Edwin Carr attended the first Cambridge Music Summer School in 1946, where Douglas Lilburn was his composition tutor. Various bursaries and scholarships enabled him to further his composition studies in London, Rome, and Munich, with teachers including Carl Orff, Benjamin Frankel, and Petrassi. In 1973-4 he was University of Otago's Mozart Fellow, and then taught composition at Sydney Conservatorium. He returned to New Zealand in 1984 as a freelance conductor and composer, and was based on Waiheke Island from 1991 until his death in 2003.

Promenade is a ballet score written in 1986 for the Central Youth Ballet of New Zealand and performed in Taupo, Rotorua, Hamilton and Tokoroa in that year. The work was choreographed by Paul Valsic. In the opening, slowly ascending thirds introduce six couples who promenade before breaking into a sprightly dance worked out a brisk and insistent woodwind theme. The short movements are miniatures of charm and discretion. In the Bacarolle, he contours shifting tone colours and harmonies with skill, while the Pas de Deuc is affecting in delicate lyricism. In Solo 2 you can detect some of the energy which would later be harnessed in the Fourth Symphony. After a particularly shapely Tarantella, the ballet ends with a reminiscence of the original Promenade.

Carol Shortis: An Tuiream Bais

Carol Shortis

Carol Shortis Photo: Supplied

Carol Shortis grew up in Essex, UK. She moved to New Zealand in 1990 and lived on Waiheke Island, where she raised a family as well as running several successful businesses. She has been involved with community singing for many years, but only recently pursued a more formal musical education, studying at the New Zealand School of Music in Wellington. In 2008 she was elected as a committee member of the Composers Association of New Zealand and is currently the treasurer for that organisation, and co-convener of the CANZ Nelson Composers Workshop.

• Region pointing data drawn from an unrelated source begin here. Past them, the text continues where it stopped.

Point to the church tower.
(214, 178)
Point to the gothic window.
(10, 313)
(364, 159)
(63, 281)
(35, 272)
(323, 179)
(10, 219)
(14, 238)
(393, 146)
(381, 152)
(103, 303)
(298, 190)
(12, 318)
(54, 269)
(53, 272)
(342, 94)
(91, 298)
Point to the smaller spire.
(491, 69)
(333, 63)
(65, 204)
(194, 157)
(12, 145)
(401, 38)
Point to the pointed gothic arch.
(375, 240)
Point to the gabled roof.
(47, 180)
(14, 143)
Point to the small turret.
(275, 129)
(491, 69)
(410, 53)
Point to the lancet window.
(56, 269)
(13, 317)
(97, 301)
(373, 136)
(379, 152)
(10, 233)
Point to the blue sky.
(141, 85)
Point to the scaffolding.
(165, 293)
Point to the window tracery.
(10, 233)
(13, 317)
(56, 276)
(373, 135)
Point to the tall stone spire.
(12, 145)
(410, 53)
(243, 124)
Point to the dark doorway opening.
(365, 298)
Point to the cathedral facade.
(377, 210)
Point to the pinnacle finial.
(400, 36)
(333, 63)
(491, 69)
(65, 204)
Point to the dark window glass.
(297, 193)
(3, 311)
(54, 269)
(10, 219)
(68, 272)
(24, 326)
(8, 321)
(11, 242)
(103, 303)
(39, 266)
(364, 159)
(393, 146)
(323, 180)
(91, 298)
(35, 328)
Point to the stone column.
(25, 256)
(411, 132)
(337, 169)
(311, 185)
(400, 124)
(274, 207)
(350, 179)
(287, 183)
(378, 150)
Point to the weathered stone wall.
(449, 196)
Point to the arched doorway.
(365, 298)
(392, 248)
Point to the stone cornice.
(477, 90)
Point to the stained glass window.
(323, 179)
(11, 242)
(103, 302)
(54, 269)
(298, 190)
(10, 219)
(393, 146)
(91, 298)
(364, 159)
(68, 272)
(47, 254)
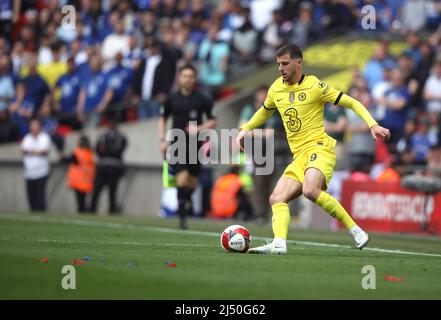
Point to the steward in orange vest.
(81, 173)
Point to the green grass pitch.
(128, 261)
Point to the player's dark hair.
(188, 67)
(293, 50)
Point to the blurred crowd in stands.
(119, 59)
(403, 93)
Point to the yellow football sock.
(335, 209)
(281, 218)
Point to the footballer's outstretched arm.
(338, 98)
(256, 121)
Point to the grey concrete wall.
(139, 191)
(141, 187)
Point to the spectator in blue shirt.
(374, 69)
(69, 90)
(95, 94)
(396, 100)
(33, 89)
(120, 78)
(214, 53)
(420, 143)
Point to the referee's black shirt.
(184, 109)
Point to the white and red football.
(236, 238)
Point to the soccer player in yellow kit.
(300, 101)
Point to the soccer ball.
(236, 238)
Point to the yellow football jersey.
(301, 109)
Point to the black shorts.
(192, 168)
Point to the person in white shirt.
(432, 89)
(35, 148)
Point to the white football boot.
(361, 238)
(274, 247)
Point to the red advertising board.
(389, 207)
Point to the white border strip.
(113, 225)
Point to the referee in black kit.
(186, 106)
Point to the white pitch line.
(114, 242)
(114, 225)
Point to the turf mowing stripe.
(191, 232)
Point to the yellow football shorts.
(320, 157)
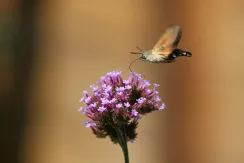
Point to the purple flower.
(88, 100)
(128, 87)
(85, 93)
(120, 89)
(116, 102)
(157, 98)
(82, 99)
(156, 85)
(119, 93)
(141, 100)
(104, 101)
(126, 82)
(134, 112)
(113, 100)
(101, 109)
(89, 124)
(94, 88)
(93, 105)
(127, 104)
(162, 107)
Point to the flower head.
(116, 102)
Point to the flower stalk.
(122, 140)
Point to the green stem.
(123, 143)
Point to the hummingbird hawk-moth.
(165, 50)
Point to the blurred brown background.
(52, 50)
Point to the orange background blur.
(52, 50)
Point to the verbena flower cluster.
(115, 102)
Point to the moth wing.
(168, 41)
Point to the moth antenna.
(139, 49)
(137, 52)
(134, 53)
(132, 63)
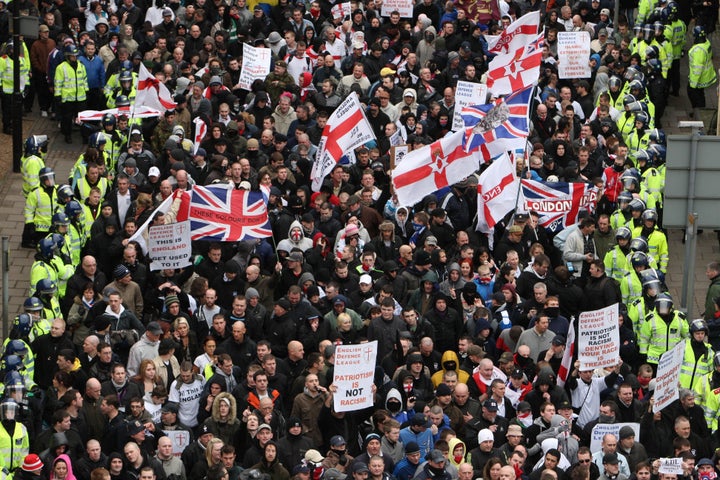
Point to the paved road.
(62, 156)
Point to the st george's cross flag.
(152, 92)
(497, 192)
(557, 203)
(516, 70)
(498, 127)
(346, 129)
(518, 34)
(432, 167)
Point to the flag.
(200, 131)
(433, 167)
(497, 192)
(497, 127)
(219, 212)
(557, 203)
(152, 92)
(566, 362)
(518, 34)
(516, 70)
(140, 111)
(346, 129)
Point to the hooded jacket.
(448, 357)
(302, 243)
(225, 430)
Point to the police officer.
(702, 72)
(71, 88)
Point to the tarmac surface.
(62, 156)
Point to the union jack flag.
(219, 212)
(557, 203)
(497, 127)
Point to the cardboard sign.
(341, 10)
(467, 94)
(668, 374)
(574, 55)
(256, 65)
(599, 338)
(405, 7)
(169, 246)
(602, 429)
(672, 466)
(353, 375)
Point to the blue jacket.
(95, 71)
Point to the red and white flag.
(152, 92)
(200, 131)
(518, 34)
(346, 129)
(497, 192)
(433, 167)
(510, 72)
(566, 363)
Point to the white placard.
(574, 55)
(256, 65)
(668, 374)
(180, 439)
(353, 375)
(599, 338)
(405, 7)
(341, 10)
(169, 245)
(602, 429)
(467, 94)
(672, 466)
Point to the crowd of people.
(225, 367)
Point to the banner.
(568, 355)
(602, 429)
(574, 55)
(668, 374)
(405, 7)
(433, 167)
(341, 10)
(346, 129)
(671, 466)
(256, 65)
(219, 212)
(354, 375)
(557, 203)
(497, 192)
(169, 246)
(599, 338)
(466, 94)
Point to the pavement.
(62, 156)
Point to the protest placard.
(672, 466)
(467, 94)
(668, 374)
(256, 65)
(405, 8)
(574, 55)
(169, 246)
(599, 338)
(602, 429)
(353, 375)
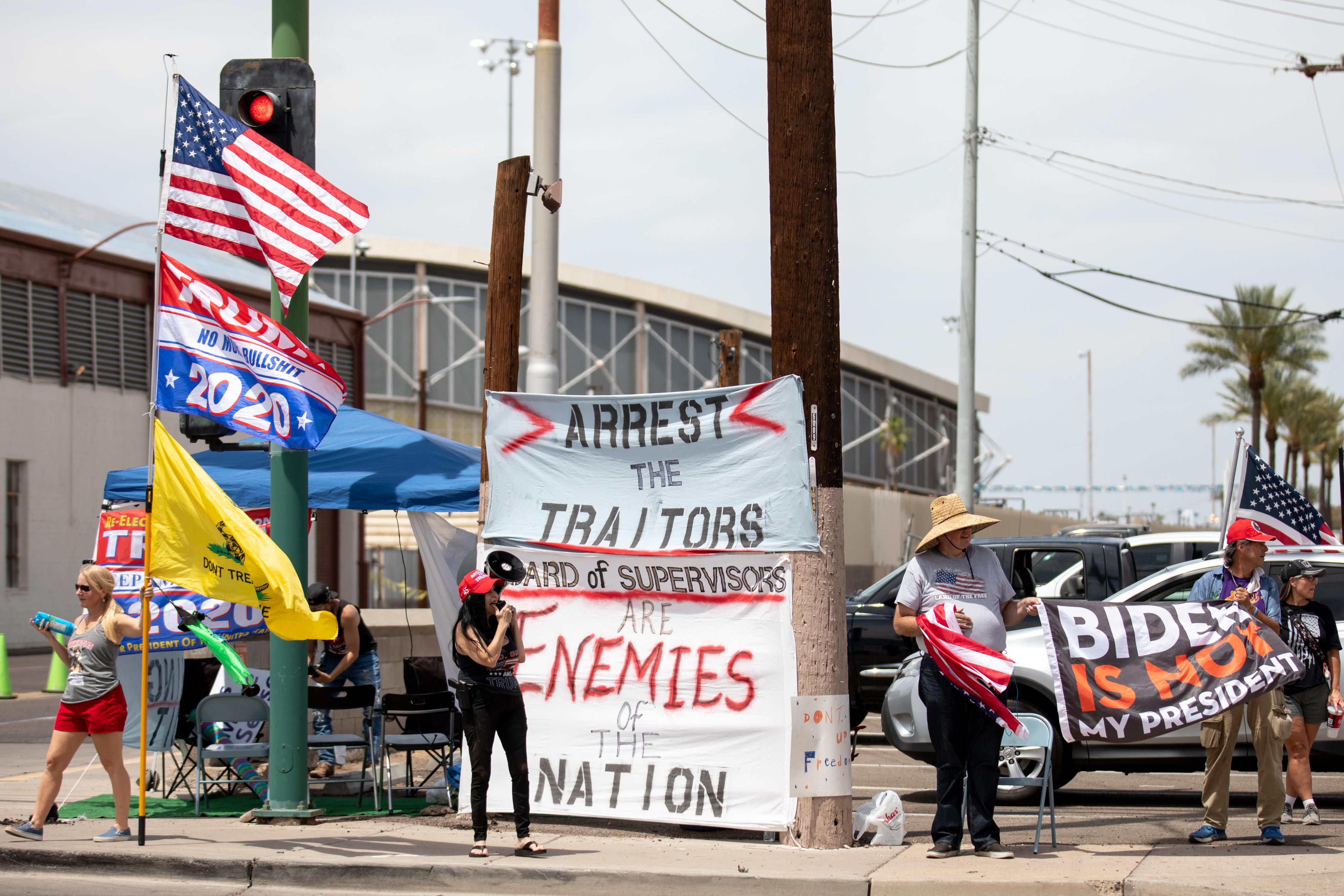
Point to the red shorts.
(103, 715)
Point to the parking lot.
(1095, 808)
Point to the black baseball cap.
(321, 593)
(1302, 569)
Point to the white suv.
(907, 727)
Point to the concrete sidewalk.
(423, 856)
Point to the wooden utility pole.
(505, 291)
(730, 358)
(806, 340)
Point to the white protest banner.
(657, 688)
(718, 469)
(819, 758)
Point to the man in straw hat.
(966, 737)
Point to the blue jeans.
(362, 672)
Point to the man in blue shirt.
(1245, 581)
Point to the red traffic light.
(257, 108)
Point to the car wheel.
(1029, 762)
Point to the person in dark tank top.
(487, 648)
(351, 657)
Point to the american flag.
(950, 582)
(233, 190)
(1282, 511)
(976, 671)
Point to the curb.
(368, 878)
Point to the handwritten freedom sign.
(667, 473)
(657, 688)
(1128, 672)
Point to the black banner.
(1128, 672)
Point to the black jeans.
(485, 715)
(966, 743)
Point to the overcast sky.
(663, 184)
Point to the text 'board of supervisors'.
(658, 688)
(718, 469)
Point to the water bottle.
(56, 624)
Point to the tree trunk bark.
(806, 336)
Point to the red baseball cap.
(1248, 531)
(476, 582)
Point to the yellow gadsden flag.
(201, 541)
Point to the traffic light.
(276, 98)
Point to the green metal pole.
(288, 785)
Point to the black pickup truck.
(1075, 567)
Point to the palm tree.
(1276, 395)
(894, 436)
(1255, 334)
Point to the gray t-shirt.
(975, 582)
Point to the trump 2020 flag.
(224, 360)
(233, 190)
(201, 541)
(1265, 498)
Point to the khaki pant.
(1220, 739)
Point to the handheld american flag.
(233, 190)
(1280, 510)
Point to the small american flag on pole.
(948, 582)
(1264, 496)
(233, 190)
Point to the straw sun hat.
(950, 515)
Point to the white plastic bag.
(437, 793)
(885, 815)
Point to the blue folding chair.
(226, 707)
(1037, 746)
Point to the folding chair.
(1037, 746)
(226, 707)
(347, 698)
(407, 710)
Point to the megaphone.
(502, 565)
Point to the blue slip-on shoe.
(25, 831)
(1209, 835)
(114, 836)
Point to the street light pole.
(545, 285)
(967, 324)
(513, 46)
(1091, 512)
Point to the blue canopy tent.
(366, 463)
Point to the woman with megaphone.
(487, 648)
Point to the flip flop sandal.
(530, 848)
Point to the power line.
(1162, 317)
(936, 62)
(1189, 211)
(1174, 34)
(865, 26)
(1132, 46)
(1237, 197)
(1217, 34)
(898, 174)
(1096, 269)
(704, 34)
(1327, 135)
(993, 136)
(706, 90)
(1284, 12)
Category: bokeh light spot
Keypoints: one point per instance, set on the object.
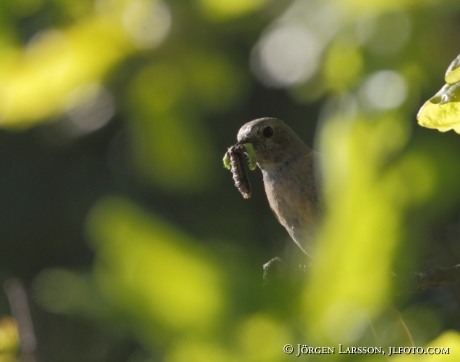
(285, 56)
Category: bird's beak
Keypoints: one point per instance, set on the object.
(246, 140)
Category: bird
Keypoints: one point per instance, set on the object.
(289, 176)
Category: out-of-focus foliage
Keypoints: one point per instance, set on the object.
(125, 109)
(442, 110)
(9, 339)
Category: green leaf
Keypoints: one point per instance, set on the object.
(442, 111)
(453, 72)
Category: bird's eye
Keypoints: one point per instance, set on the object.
(268, 131)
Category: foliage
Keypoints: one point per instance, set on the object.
(441, 111)
(115, 114)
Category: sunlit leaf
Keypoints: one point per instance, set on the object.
(453, 72)
(442, 111)
(152, 273)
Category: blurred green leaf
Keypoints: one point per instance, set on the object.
(153, 274)
(441, 112)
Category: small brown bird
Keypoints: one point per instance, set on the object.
(288, 169)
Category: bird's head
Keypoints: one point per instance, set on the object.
(273, 141)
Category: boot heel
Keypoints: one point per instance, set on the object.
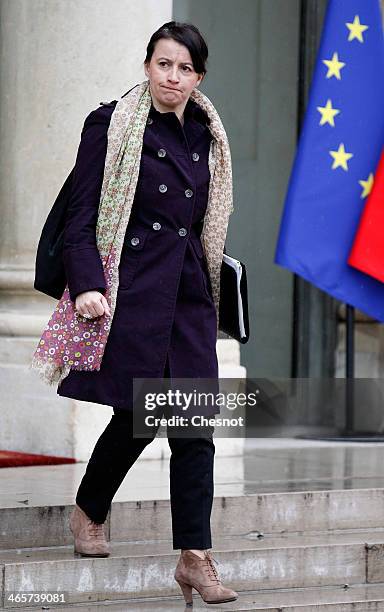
(187, 591)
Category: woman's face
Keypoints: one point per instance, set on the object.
(171, 74)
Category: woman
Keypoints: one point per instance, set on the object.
(165, 303)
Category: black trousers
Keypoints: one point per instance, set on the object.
(191, 477)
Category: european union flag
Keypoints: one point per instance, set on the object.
(336, 158)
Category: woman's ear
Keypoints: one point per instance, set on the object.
(201, 77)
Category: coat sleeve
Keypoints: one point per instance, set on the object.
(82, 262)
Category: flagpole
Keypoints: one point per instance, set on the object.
(349, 370)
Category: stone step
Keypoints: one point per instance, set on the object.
(267, 513)
(359, 598)
(145, 569)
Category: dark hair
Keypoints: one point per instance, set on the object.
(186, 34)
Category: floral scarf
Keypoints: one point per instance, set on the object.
(70, 341)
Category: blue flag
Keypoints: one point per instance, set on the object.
(338, 151)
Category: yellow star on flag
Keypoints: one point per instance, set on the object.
(327, 113)
(340, 158)
(334, 66)
(367, 186)
(356, 29)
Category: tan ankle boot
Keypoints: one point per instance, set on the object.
(201, 574)
(89, 536)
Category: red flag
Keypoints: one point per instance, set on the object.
(367, 252)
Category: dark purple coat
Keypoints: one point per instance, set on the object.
(164, 303)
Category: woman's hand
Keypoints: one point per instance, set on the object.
(92, 304)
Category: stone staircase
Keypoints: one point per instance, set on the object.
(282, 551)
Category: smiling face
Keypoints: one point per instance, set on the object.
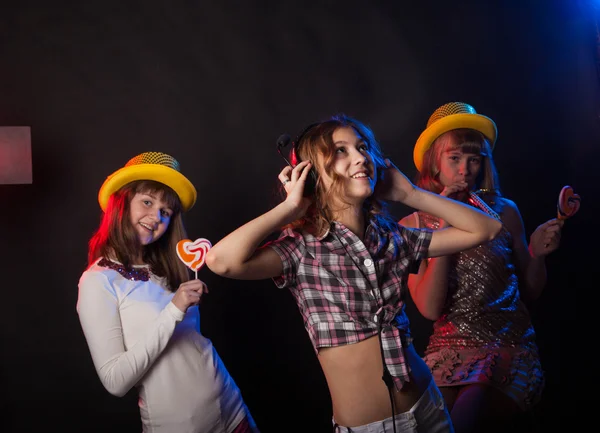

An Tuiream Bais was commissioned by Baroque Voices with funding from Creative New Zealand. Shortis says "The Carmina Gadelica, known in Gaelic as Ortha nan Gaidheal, is a six-volume collection of orally-transmitted prayers, poems, blessings and other material, collected by the folklorist Alexander Carmichael in the Highlands and Islands of Scotland in the second half of the nineteenth century. Carmichael subsequently translated this material, and edited the first two volumes. The death dirge An Tuiream Bais was published in the third volume, edited by Alexander’s grandson, James Carmichael Watson. I have set the first, fourth, fifth and sixth verses in the original Gaelic language."